The data for the second quarter, released (pdf) at the weekend, shows that the registry receives thousands of reports and suspends hundreds of domains for DNS abuse, but the number of domains it takes down for copyright infringement is quite small.
ID said that it received 3,007 reports covering 3,816 unique domains in the quarter, almost 93% of which related to phishing. The company said the complaints amounted to 0.024% of its total registered domains.
Most cases were resolved by third parties such as the registrar, hosting provider, or registrant, but ID said it suspended (put on “protective hold”) 746 domains during the period. In only 11% of cases was no action taken.
The company’s hitherto opaque “Trusted Notifier” program, which allows the Motion Picture Association and Recording Industry Association of America to request takedowns of prolific piracy sites resulted in six domain suspensions, all as a result of MPA requests.

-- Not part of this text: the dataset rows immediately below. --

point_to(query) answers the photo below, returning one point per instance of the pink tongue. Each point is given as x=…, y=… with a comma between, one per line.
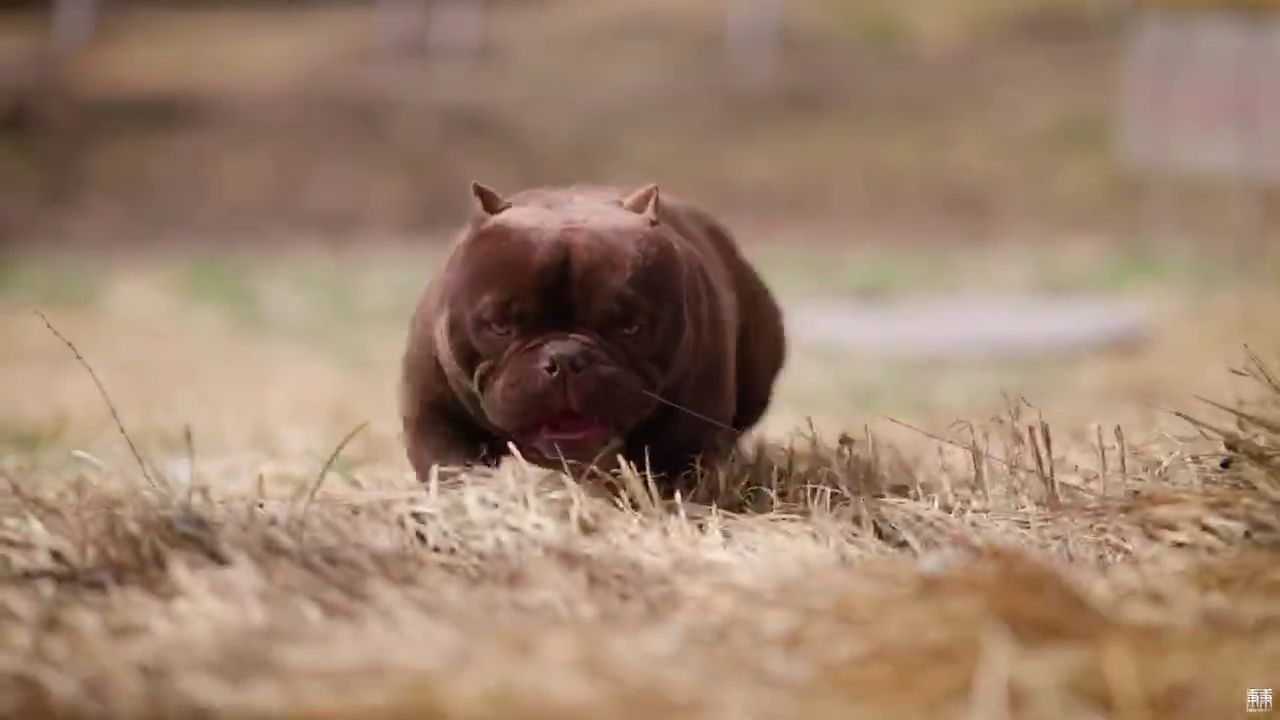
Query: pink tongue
x=571, y=424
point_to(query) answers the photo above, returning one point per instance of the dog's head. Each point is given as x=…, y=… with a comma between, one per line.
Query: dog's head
x=562, y=322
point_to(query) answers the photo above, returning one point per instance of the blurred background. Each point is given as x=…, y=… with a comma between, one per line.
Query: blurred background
x=959, y=201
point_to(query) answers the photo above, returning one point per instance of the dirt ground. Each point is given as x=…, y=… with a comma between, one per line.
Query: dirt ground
x=1077, y=551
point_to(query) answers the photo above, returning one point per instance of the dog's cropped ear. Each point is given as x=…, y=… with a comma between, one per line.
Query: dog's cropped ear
x=644, y=201
x=488, y=200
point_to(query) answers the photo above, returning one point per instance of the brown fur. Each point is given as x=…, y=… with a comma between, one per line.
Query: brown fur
x=585, y=302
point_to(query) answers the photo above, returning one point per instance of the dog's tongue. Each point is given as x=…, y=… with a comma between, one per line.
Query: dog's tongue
x=571, y=424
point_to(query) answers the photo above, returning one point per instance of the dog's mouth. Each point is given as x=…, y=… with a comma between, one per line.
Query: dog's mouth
x=571, y=436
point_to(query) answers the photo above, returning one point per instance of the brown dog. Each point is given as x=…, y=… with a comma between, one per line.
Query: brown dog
x=581, y=323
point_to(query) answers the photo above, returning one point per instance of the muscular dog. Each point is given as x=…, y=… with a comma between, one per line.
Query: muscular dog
x=585, y=323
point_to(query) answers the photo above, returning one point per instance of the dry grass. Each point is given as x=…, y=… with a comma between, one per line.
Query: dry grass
x=1016, y=569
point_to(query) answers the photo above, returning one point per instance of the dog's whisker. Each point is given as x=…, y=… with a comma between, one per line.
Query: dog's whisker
x=682, y=409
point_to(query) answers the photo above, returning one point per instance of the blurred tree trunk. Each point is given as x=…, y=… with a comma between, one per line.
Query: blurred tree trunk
x=452, y=28
x=401, y=27
x=753, y=33
x=456, y=28
x=73, y=23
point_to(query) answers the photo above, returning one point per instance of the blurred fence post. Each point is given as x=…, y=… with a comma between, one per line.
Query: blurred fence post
x=401, y=27
x=456, y=28
x=1198, y=98
x=453, y=28
x=73, y=23
x=753, y=37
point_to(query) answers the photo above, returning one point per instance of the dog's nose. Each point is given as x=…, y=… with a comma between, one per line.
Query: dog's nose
x=562, y=356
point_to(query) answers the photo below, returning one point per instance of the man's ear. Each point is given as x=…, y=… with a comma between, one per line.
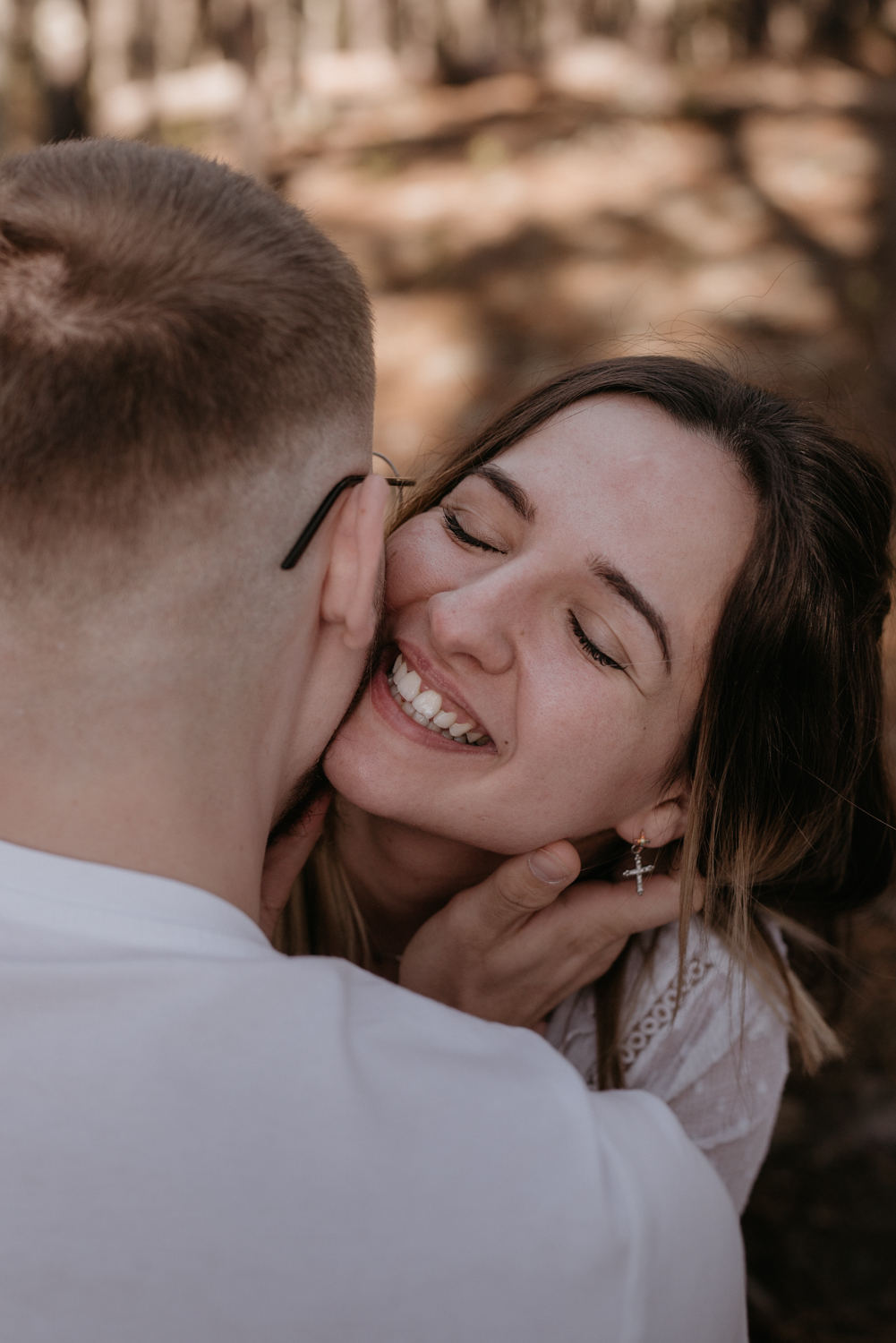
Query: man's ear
x=354, y=585
x=662, y=822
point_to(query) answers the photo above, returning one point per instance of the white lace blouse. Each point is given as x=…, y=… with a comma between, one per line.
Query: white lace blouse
x=721, y=1061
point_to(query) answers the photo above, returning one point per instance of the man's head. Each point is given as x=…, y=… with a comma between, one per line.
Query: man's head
x=185, y=370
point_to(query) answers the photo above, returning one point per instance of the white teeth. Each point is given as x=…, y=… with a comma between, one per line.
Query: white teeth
x=408, y=685
x=427, y=703
x=424, y=706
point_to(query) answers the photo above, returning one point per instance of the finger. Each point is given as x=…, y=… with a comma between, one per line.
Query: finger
x=284, y=861
x=520, y=886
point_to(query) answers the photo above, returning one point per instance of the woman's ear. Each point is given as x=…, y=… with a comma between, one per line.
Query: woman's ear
x=660, y=824
x=352, y=590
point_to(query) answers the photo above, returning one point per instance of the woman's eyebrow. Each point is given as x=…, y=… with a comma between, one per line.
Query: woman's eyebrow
x=507, y=486
x=635, y=596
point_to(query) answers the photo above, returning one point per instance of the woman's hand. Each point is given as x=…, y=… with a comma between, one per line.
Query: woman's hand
x=517, y=945
x=284, y=861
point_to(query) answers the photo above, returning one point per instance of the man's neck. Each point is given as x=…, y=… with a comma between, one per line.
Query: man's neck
x=400, y=876
x=188, y=818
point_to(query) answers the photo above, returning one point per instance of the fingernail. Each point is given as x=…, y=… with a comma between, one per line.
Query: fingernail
x=547, y=867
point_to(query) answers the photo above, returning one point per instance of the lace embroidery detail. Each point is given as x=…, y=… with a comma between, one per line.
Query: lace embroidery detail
x=659, y=1017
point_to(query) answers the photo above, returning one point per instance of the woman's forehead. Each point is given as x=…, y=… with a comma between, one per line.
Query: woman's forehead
x=627, y=453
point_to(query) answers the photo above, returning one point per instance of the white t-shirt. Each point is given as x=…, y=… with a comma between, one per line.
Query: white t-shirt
x=715, y=1048
x=204, y=1142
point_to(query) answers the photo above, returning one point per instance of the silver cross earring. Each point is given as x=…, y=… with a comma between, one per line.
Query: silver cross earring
x=640, y=869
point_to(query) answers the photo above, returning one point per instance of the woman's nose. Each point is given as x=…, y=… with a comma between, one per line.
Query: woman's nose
x=472, y=620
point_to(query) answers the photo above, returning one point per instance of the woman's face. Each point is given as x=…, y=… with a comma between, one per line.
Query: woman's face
x=563, y=602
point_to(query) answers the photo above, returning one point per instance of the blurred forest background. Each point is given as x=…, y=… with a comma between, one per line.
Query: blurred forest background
x=530, y=184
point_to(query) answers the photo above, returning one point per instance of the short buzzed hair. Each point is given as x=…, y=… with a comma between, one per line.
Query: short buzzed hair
x=163, y=320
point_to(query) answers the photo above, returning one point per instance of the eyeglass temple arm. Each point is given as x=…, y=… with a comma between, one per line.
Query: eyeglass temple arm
x=308, y=532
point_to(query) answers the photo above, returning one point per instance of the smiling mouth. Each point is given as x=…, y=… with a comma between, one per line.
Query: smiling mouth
x=430, y=709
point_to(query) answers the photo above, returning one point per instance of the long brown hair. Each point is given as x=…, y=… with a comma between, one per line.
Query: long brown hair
x=790, y=805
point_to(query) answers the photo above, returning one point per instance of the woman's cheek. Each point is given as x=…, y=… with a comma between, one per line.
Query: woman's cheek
x=419, y=560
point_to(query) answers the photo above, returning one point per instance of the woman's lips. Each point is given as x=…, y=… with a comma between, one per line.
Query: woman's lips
x=429, y=708
x=394, y=704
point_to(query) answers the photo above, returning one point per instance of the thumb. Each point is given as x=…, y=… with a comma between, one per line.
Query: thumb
x=284, y=861
x=523, y=885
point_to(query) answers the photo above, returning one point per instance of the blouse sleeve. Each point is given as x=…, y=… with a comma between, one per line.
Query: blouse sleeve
x=719, y=1061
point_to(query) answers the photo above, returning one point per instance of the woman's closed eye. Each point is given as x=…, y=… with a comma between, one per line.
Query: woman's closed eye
x=592, y=649
x=455, y=528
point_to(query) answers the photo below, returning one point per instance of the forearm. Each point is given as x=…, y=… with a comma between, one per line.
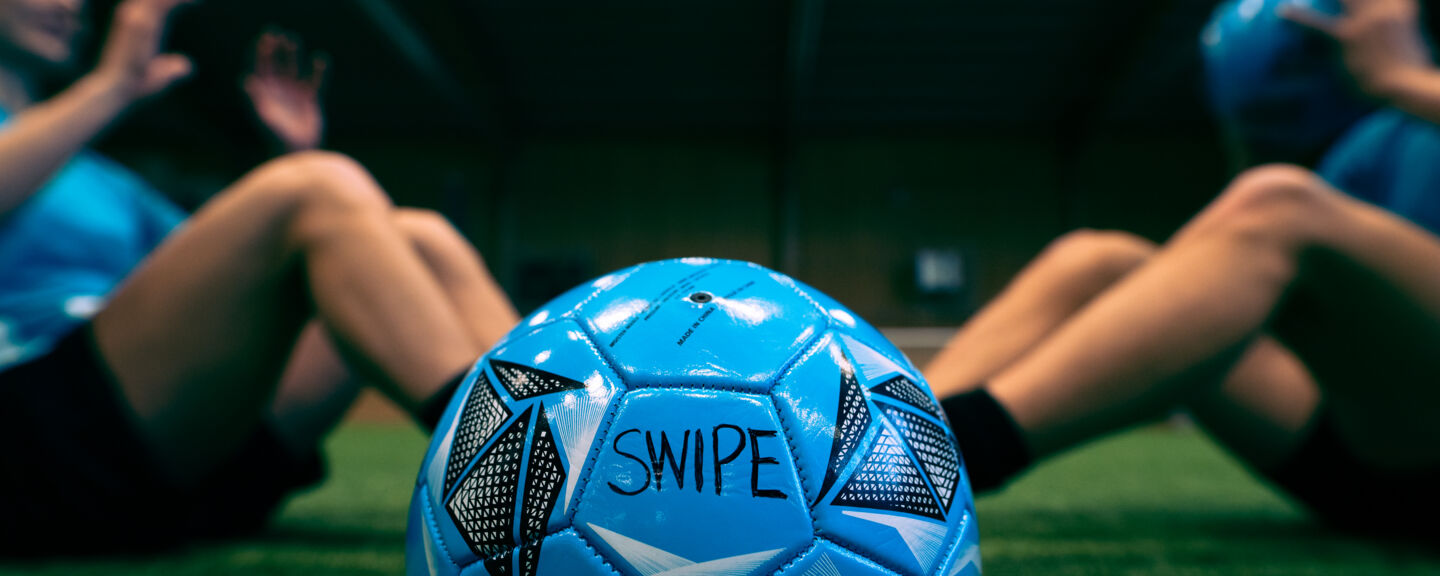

The Internet Watch Foundation, which has similar privileges, resulted in 26 domains being reported for child sexual abuse material. Three of these were suspended, and the remainder were “remediated” by the associated registrar, according to ID.
The report also breaks down how many requests for private Whois data the company received, and how it processed them. Again, the numbers are quite low. Of requests for data on 44 domains, 18 were tossed for incompleteness, 23 were refused, and only three resulted in data being handed over.
Perhaps surprisingly, only two of the requests related to intellectual property. The biggest category was people trying to buy the domain in question.
This is a pretty cool level of transparency from ID and it’ll be interesting to see if its rivals follow suit.